— by Cate Stevenson, BA
The prostate gland is a relatively small organ, particular to men. A healthy prostate is about the size of a walnut. It rests just below the bladder and surrounds the urethra. Your prostate can cause problems for you, especially later in life. The gland will naturally enlarge as you age. It can also become inflamed, causing a host of uncomfortable symptoms. And it is susceptible to developing cancerous tumors.
Prostate cancer occurs when cells in the prostate mutate and begin to multiply out of control. The outside part of the prostate usually develops cancer first. These small clumps of cancer cells attach to an otherwise healthy prostate. When and if the cells begin to multiply, they can spread to the surrounding prostate tissue. Eventually a tumor may invade nearby organs, such as the seminal vesicles, bladder, or the rectum. Or tumor cells may travel into the lymphatic system and the bloodstream. Often, men with prostate cancer have no symptoms. Others experience similar symptoms to those found with benign prostatic hyperplasia (BPH), including trouble with sexual function.
The American Cancer Society estimates that one in six men will be diagnosed with prostate cancer during his lifetime. Approximately 1.8 million American men are prostate cancer survivors.

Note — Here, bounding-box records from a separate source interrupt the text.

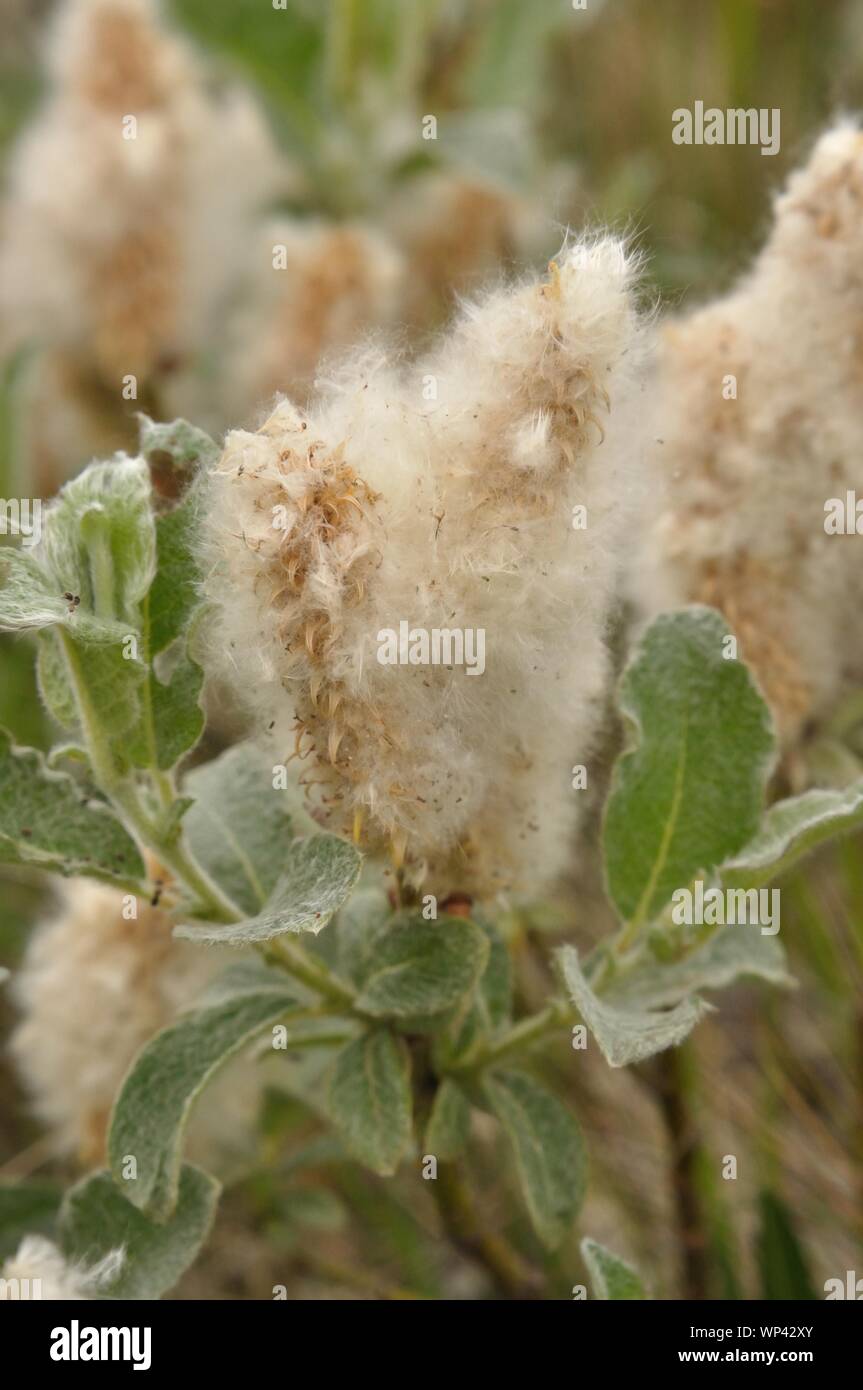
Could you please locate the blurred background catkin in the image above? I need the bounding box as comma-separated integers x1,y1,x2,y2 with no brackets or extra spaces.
0,0,863,1298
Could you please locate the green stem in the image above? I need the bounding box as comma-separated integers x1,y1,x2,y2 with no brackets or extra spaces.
88,527,114,620
264,937,356,1009
452,999,575,1072
57,628,122,796
113,783,243,923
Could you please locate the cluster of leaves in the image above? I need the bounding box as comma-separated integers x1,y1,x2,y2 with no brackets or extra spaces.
0,421,863,1298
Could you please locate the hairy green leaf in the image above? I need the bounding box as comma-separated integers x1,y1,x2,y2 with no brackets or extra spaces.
357,916,489,1019
329,1030,411,1177
603,926,794,1009
183,744,317,917
557,947,710,1066
580,1238,646,1301
175,834,363,947
336,888,396,986
0,548,133,642
60,1163,220,1300
108,972,295,1220
482,1072,586,1248
38,455,156,635
0,1179,63,1261
0,730,146,880
720,781,863,888
603,607,774,924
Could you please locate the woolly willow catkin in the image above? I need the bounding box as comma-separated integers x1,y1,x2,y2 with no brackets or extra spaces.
638,122,863,746
201,239,641,895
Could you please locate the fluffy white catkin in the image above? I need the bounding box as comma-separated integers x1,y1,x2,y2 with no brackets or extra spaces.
0,0,275,392
638,122,863,746
224,218,404,423
0,1236,124,1302
201,239,641,895
11,878,260,1166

What causes prostate cancer? Many medical experts think that, like other cancers, prostate cancer could be the result of toxins accumulating in the prostate gland. And now a new study has taken this idea one step further and suggests that dry, cold weather contributes to higher rates of prostate cancer.

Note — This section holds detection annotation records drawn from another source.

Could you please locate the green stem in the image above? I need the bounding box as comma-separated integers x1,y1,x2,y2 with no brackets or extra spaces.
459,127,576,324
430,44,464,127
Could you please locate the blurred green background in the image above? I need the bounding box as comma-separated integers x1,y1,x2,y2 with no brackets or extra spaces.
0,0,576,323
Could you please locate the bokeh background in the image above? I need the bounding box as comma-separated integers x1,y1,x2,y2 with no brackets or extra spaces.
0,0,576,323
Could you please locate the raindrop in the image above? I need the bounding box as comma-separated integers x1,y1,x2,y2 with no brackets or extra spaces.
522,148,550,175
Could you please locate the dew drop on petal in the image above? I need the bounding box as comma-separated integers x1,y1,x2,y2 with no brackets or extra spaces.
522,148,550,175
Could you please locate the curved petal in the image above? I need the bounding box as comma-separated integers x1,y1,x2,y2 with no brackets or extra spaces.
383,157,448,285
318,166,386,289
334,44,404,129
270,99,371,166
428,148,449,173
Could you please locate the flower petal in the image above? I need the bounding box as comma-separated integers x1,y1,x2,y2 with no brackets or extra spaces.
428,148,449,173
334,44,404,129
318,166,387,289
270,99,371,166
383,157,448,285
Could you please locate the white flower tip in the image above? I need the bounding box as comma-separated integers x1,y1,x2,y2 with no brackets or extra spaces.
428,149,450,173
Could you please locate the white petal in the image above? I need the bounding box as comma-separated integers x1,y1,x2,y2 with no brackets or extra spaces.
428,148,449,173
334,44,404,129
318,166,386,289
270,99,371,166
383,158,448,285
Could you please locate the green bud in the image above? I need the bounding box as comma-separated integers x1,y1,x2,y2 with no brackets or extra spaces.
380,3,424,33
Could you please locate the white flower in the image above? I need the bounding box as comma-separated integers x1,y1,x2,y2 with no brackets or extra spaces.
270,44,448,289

According to the researchers, this link between weather and prostate cancer incidence likely exists because cold weather slows the degradation of pollutants. And the more pollution in the air, the more chances there are for humans to ingest these pollutants in one way or another.
Since you can’t control the weather, you should take steps to prevent prostate cancer. Lycopene is one substance that could help protect your prostate from damage caused by toxins. Lycopene is a red pigment found in vegetables and fruit. It’s a powerful antioxidant that could neutralize free radicals. Free radicals cause a chain reaction to happen called “oxidation.” When sugars, lipids, enzymes and proteins like DNA are oxidized, they can’t function properly and could cause harm to your prostate. Oxidized DNA might provide the wrong genetic code to cells, leading to the growth of cancer. So, consuming lots of lycopene-rich foods could help protect you from prostate cancer.
One of the best sources of lycopene is found in processed tomato products such as spaghetti sauce. Other good sources of lycopene include watermelons, grapefruits, apricots, and red peppers.